Apakah jika dibalik, misalnya orang-orang non muslim diminta mengucapkan syahadat tanpa berniat masuk Islam, berkenankah mereka meski itu hanya sekedar kata-kata?
Dengan penduduk mayoritas muslim, almarhum Buya Hamka termasuk ulama yang melarang ucapan selamat natal kepada kristiani di Indonesia. Berbeda dengan beliau, Syeikh Yusuf Qaradhawi membolehkannya khusus untuk muslim di Eropa yang minoritas.
Menyikapi perbedaan tersebut, ada yang mencoba netral dengan pengucapan selamat tanpa menyebut natal, seperti: "selamat berlibur, have a happy holiday". Tentu sambil menunjukkan wajah tersenyum dan gestur ikut bergembira.
Untuk lebih memberi pemahaman, berikut redaksi bersamaislam.com merangkum beberapa hal yang menjadi dasar hukum larangan pengucapan selamat natal.
1. Natal bukanlah perayaan kaum muslimin
Nabi Muhammad SAW menjelaskan bahwa perayaan bagi muslim hanya ada dua, hari raya Idul fitri dan Idul Adha.
Anas bin Malik Ra. berkata: "Ketika Rasulullah SAW datang ke Madinah, masyarakat memiliki dua hari raya untuk bersenang-senang di masa jahiliyah. Karena itu beliau berkata; Aku datang kepada kalian dan kalian punya dua hari raya di masa jahil yang kalian isi dengan bermain-main. Dan Allah telah mengganti kedua perayaan tersebut dengan yang lebih baik, yaitu hari raya Qurban (Idul Adha) dan hari raya Idul Fitri." (HR. Ahmad dengan sanad shahih)
2. Menyetujui kekafiran orang yang merayakan perayaan natal
Bila seorang muslim mengucapkan selamat merayakan natal kepada penganut agama kristiani, berarti ia telah menyetujui kekafiran mereka, dan menyetujui kesalahan pemahaman asas agama dan Tuhan yang mereka yakini. Dikarenakan mereka menganggap Nabi Isa adalah Tuhan, padahal dalam Islam, Isa As adalah seorang nabiyullah. Inilah yang membuat perbedaan yang signifikan.
3. Sikap wala' yang salah
Loyal (wala) tidak sama dengan berbuat baik. Wala' berarti setia, menolong dan memuliakan.

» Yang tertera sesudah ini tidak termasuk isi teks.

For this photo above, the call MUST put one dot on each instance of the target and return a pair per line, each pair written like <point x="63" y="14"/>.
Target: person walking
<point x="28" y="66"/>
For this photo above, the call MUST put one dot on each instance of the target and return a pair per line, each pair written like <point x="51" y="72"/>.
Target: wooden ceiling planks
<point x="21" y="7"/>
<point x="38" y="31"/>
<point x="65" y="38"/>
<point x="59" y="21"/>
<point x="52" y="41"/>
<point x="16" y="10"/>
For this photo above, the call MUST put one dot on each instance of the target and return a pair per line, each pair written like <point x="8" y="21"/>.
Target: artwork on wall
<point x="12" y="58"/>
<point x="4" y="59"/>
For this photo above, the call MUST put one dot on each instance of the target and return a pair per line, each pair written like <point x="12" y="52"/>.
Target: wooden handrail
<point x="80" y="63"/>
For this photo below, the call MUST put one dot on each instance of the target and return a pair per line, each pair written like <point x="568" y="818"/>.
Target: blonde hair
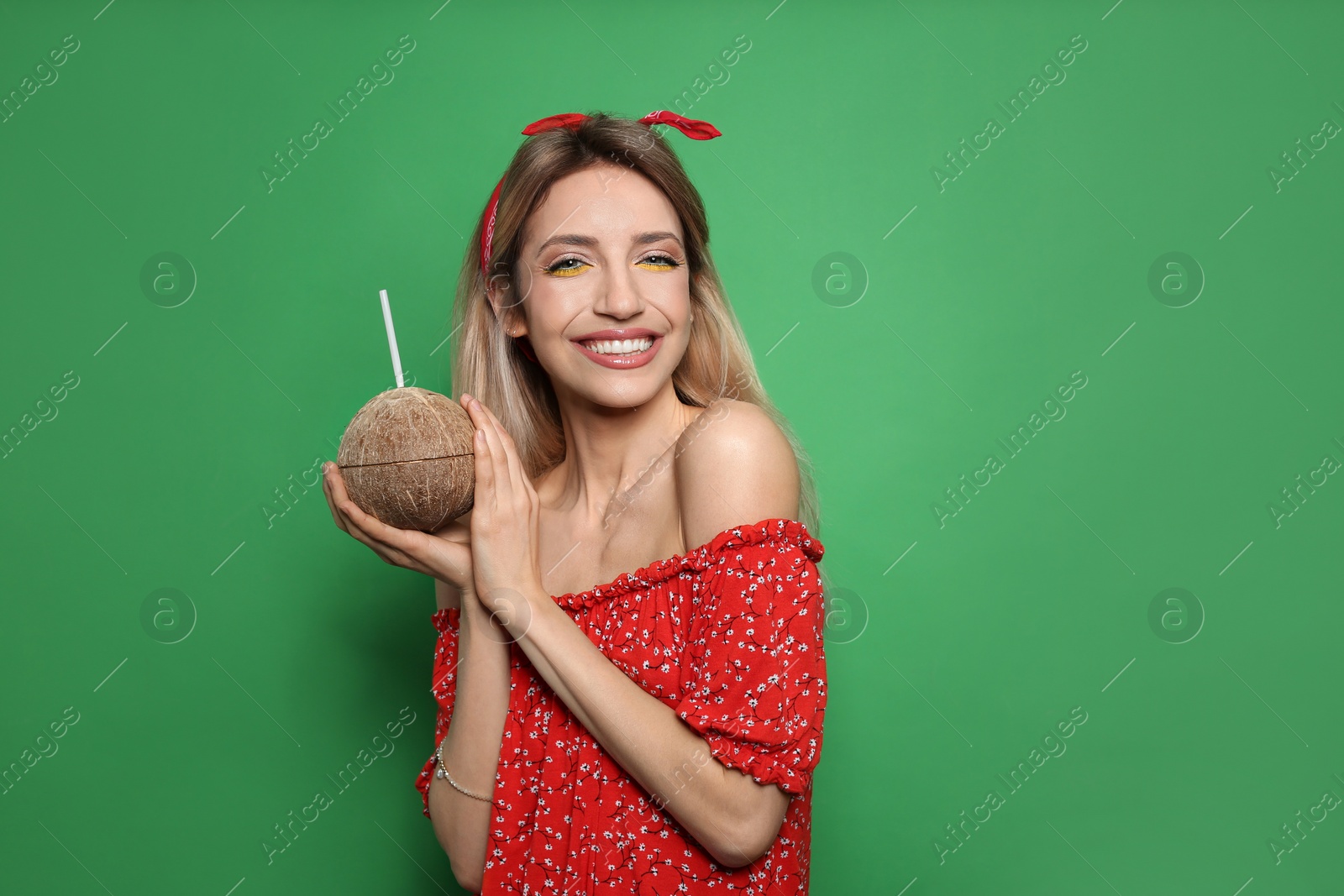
<point x="488" y="363"/>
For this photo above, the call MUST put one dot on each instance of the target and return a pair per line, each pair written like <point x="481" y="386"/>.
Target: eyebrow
<point x="578" y="239"/>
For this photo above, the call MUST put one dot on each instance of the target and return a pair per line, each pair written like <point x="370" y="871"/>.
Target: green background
<point x="958" y="645"/>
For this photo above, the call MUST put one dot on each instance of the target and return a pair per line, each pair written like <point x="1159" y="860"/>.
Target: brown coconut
<point x="407" y="458"/>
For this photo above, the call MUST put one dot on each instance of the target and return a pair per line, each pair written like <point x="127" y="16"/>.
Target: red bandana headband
<point x="690" y="127"/>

Ketika mengucapkan natal, akan muncul cinta dan akhirnya akan meyakini kesesatan konsep ketuhanan mereka.
4. Rasulullah SAW melarang mendahului ucapan salam kepada penganut agama lain
Rasulullah SAW bersabda:
لاَ تَبْدَءُوا الْيَهُودَ وَلاَ النَّصَارَى بِالسَّلاَمِ
Dan benar adanya, ucapan selamat natal termasuk di dalam larangan hadits tersebut.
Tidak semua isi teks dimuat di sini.